Chobani [CC BY-SA 3.0], via Wikimedia Commons
October 31, 2016; New York Times

Hamdi Ulukaya, founder of the yogurt giant Chobani, and an immigrant himself, has been under siege of late for his advocacy and employment of refugees.

Ulukaya, who founded Chobani in 2007, has been a strong advocate for refugees from his native Turkey as well as other countries reeling from the impact of recent crises, like the wars in Iraq and Afghanistan. He has been outspoken on immigrant rights in highly public spaces such as the World Economic Forum. He founded The Tent Foundation to mobilize corporate leaders, and has committed most of his wealth to addressing the refugee crisis.

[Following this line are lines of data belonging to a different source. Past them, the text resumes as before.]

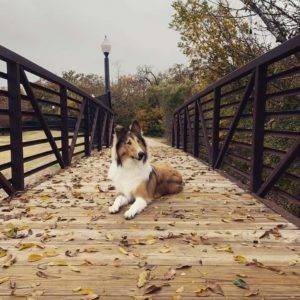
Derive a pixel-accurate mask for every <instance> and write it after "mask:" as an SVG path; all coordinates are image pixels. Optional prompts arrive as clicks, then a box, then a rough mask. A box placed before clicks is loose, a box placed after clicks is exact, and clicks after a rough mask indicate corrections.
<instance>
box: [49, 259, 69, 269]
mask: <svg viewBox="0 0 300 300" xmlns="http://www.w3.org/2000/svg"><path fill="white" fill-rule="evenodd" d="M49 265H50V266H59V267H64V266H67V265H68V264H67V262H66V261H65V260H63V259H58V260H56V261H53V262H51V263H50V264H49Z"/></svg>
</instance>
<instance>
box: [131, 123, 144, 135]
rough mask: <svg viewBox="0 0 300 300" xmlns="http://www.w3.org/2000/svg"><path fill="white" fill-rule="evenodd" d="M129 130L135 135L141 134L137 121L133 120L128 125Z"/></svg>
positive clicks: (139, 127) (141, 131) (139, 134)
mask: <svg viewBox="0 0 300 300" xmlns="http://www.w3.org/2000/svg"><path fill="white" fill-rule="evenodd" d="M130 131H131V132H133V133H134V134H136V135H142V134H143V133H142V129H141V126H140V124H139V122H138V121H136V120H134V121H133V122H132V124H131V126H130Z"/></svg>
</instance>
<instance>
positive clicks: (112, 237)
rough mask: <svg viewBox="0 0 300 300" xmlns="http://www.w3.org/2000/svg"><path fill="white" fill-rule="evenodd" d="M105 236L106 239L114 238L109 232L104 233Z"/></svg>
mask: <svg viewBox="0 0 300 300" xmlns="http://www.w3.org/2000/svg"><path fill="white" fill-rule="evenodd" d="M105 237H106V239H107V240H108V241H112V240H113V239H114V237H113V235H112V234H111V233H107V234H106V235H105Z"/></svg>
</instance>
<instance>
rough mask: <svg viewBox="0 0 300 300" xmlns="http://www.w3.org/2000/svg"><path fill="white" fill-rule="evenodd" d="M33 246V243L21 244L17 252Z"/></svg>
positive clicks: (28, 248)
mask: <svg viewBox="0 0 300 300" xmlns="http://www.w3.org/2000/svg"><path fill="white" fill-rule="evenodd" d="M34 246H35V243H22V244H20V245H19V246H18V249H19V251H20V250H25V249H29V248H32V247H34Z"/></svg>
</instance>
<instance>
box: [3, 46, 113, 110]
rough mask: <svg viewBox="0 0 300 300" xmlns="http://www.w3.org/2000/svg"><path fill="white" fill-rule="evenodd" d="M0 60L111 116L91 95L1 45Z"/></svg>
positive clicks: (98, 102)
mask: <svg viewBox="0 0 300 300" xmlns="http://www.w3.org/2000/svg"><path fill="white" fill-rule="evenodd" d="M0 58H1V59H2V60H4V61H6V62H8V61H12V62H15V63H17V64H19V65H21V66H23V67H24V69H25V70H27V71H30V72H31V73H33V74H34V75H37V76H40V77H43V78H45V79H47V80H48V81H51V82H52V83H56V84H60V85H63V86H65V87H66V88H67V89H69V90H70V91H72V92H74V93H76V94H78V95H80V96H82V97H84V98H88V99H90V100H91V101H93V102H96V103H97V104H98V105H100V106H101V107H102V108H104V109H105V110H107V111H109V112H110V113H112V114H113V111H112V110H111V109H110V108H109V107H107V106H106V105H105V104H103V103H101V102H100V101H98V100H97V99H96V98H94V97H92V96H91V95H89V94H87V93H86V92H84V91H83V90H81V89H79V88H78V87H76V86H75V85H73V84H71V83H70V82H68V81H66V80H65V79H63V78H61V77H59V76H57V75H55V74H54V73H52V72H50V71H48V70H46V69H45V68H43V67H41V66H39V65H37V64H36V63H34V62H32V61H30V60H28V59H27V58H25V57H23V56H21V55H19V54H17V53H15V52H13V51H11V50H9V49H7V48H5V47H3V46H1V45H0Z"/></svg>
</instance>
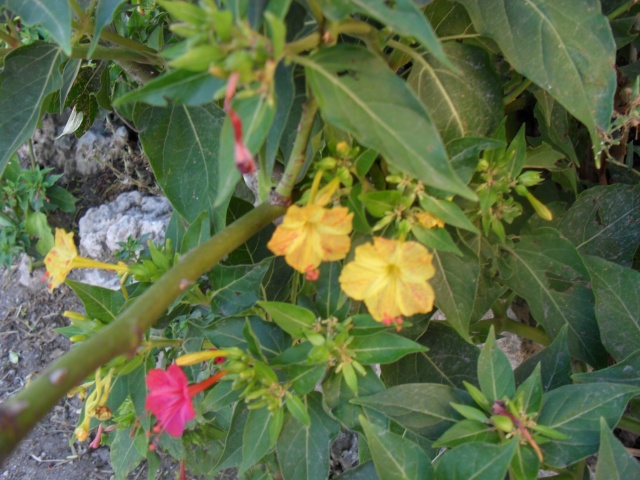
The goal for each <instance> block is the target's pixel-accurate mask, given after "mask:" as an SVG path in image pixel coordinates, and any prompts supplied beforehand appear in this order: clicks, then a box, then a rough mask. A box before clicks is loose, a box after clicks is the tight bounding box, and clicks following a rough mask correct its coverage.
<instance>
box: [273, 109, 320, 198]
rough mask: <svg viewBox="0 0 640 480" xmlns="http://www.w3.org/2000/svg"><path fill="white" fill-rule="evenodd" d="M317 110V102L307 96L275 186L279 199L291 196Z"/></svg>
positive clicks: (306, 155) (301, 166) (276, 193)
mask: <svg viewBox="0 0 640 480" xmlns="http://www.w3.org/2000/svg"><path fill="white" fill-rule="evenodd" d="M317 111H318V102H316V101H315V99H313V98H309V99H308V100H307V102H306V103H305V104H304V106H303V107H302V116H301V117H300V123H298V135H297V136H296V141H295V143H294V144H293V149H292V150H291V155H290V156H289V161H288V162H287V166H286V168H285V171H284V174H283V175H282V178H281V179H280V182H278V186H277V187H276V197H277V198H278V199H280V200H288V199H290V198H291V192H292V191H293V187H294V185H295V183H296V179H297V178H298V175H299V174H300V170H301V169H302V167H303V166H304V161H305V159H306V156H307V155H306V153H307V145H308V144H309V137H310V136H311V128H312V127H313V121H314V119H315V118H316V112H317Z"/></svg>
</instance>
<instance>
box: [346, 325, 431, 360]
mask: <svg viewBox="0 0 640 480" xmlns="http://www.w3.org/2000/svg"><path fill="white" fill-rule="evenodd" d="M349 350H351V351H352V352H353V354H354V357H355V359H356V360H357V361H358V362H360V363H362V364H363V365H370V364H373V363H391V362H395V361H396V360H399V359H400V358H402V357H404V356H405V355H408V354H410V353H415V352H424V351H426V350H427V349H426V347H424V346H422V345H420V344H419V343H416V342H414V341H412V340H409V339H408V338H404V337H401V336H400V335H396V334H393V333H389V332H380V333H374V334H373V335H362V336H357V337H353V341H352V342H351V343H350V344H349Z"/></svg>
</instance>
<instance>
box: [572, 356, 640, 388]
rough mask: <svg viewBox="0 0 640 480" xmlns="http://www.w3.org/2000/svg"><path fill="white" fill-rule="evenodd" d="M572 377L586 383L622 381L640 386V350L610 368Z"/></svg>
mask: <svg viewBox="0 0 640 480" xmlns="http://www.w3.org/2000/svg"><path fill="white" fill-rule="evenodd" d="M572 378H573V380H574V381H576V382H584V383H622V384H625V385H633V386H636V387H637V386H640V350H638V351H636V352H634V353H632V354H631V355H629V356H628V357H627V358H624V359H623V360H620V361H619V362H618V363H616V364H615V365H612V366H610V367H608V368H603V369H602V370H594V371H593V372H588V373H576V374H574V375H573V376H572Z"/></svg>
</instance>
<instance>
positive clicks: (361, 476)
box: [333, 460, 380, 480]
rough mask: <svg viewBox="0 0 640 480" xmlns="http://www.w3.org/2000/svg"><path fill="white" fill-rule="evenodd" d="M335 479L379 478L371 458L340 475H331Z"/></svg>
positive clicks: (365, 479) (366, 479)
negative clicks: (332, 476)
mask: <svg viewBox="0 0 640 480" xmlns="http://www.w3.org/2000/svg"><path fill="white" fill-rule="evenodd" d="M333 478H334V479H335V480H380V477H378V473H377V472H376V467H375V465H374V464H373V461H372V460H369V461H368V462H365V463H361V464H360V465H358V466H357V467H354V468H350V469H349V470H347V471H346V472H344V473H343V474H342V475H338V476H337V477H333Z"/></svg>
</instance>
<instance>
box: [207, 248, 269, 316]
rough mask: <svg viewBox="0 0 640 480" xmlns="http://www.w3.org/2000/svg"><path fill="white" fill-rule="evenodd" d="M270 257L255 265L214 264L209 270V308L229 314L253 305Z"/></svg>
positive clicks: (258, 293)
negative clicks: (211, 291)
mask: <svg viewBox="0 0 640 480" xmlns="http://www.w3.org/2000/svg"><path fill="white" fill-rule="evenodd" d="M271 260H272V259H270V258H269V259H265V260H263V261H262V262H260V263H258V264H255V265H230V266H227V265H216V266H215V267H214V268H213V270H211V272H209V275H208V276H209V281H210V282H211V289H212V291H213V299H212V300H211V308H212V310H213V311H214V312H220V313H221V314H222V316H231V315H236V314H238V313H241V312H244V311H245V310H247V309H249V308H251V307H253V306H254V305H255V304H256V302H257V301H258V298H260V286H261V284H262V279H263V278H264V276H265V274H266V273H267V270H268V269H269V267H270V266H271Z"/></svg>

He has also put his advocacy into practice at Chobani. When Chobani opened a new factory in Twin Falls, Idaho, Ulukaya partnered with nonprofit resettlement centers in the area to recruit its new employees—a common hiring practice for the company. Once recruited, refugees were paid above the minimum wage, provided transportation, and equipped with translators to help them realize success in their new roles.

“The minute a refugee has a job, that’s the minute they stop being a refugee,” Ulukaya has said.

But this move agitates far-right politics. An increasingly nationalistic movement within the country mobilized by the upcoming presidential election is confronting Ulukaya’s empathy and compassion with anti-Muslim hate speech and death threats. The controversial website Breitbart, for example, published a story that attributes the rise of tuberculosis in Twin Falls, Idaho, with Chobani hiring refugees.

The mayor of Twin Falls, Democrat Shawn Barigar, has also come under attack, including death threats, for supporting Chobani in what some are calling the “Islamification of the United States,” a response he calls “crazy.” Barigar points to the anti-immigration rhetoric made popular through Donald Trump’s campaign as the culprit. “Donald Trump really fueled a sentiment about immigration that is shared by a very small part of our community,” he said. “We are an agricultural center. We’ve depended on immigrants for a half-century or more.”

The counter-response in support of Chobani has grown increasingly strong. Chobani’s Twitter feed, for example, surges with gratitude and encouragement.

The New York Times reports that Chobani’s example as a corporate leader is being noticed and admired by his peers.

Chobani’s work with refugees went largely unnoticed until this January, when Mr. Ulukaya spoke at the World Economic Forum in Davos, Switzerland. His message—that corporations needed to do more to assist refugees—broke through the high-minded rhetoric.

“He was quite a sensation there,” said Kenneth Roth, executive director of Human Rights Watch, who attended the event. “Here was someone who went beyond the well-meaning chatter of Davos and was walking the walk.”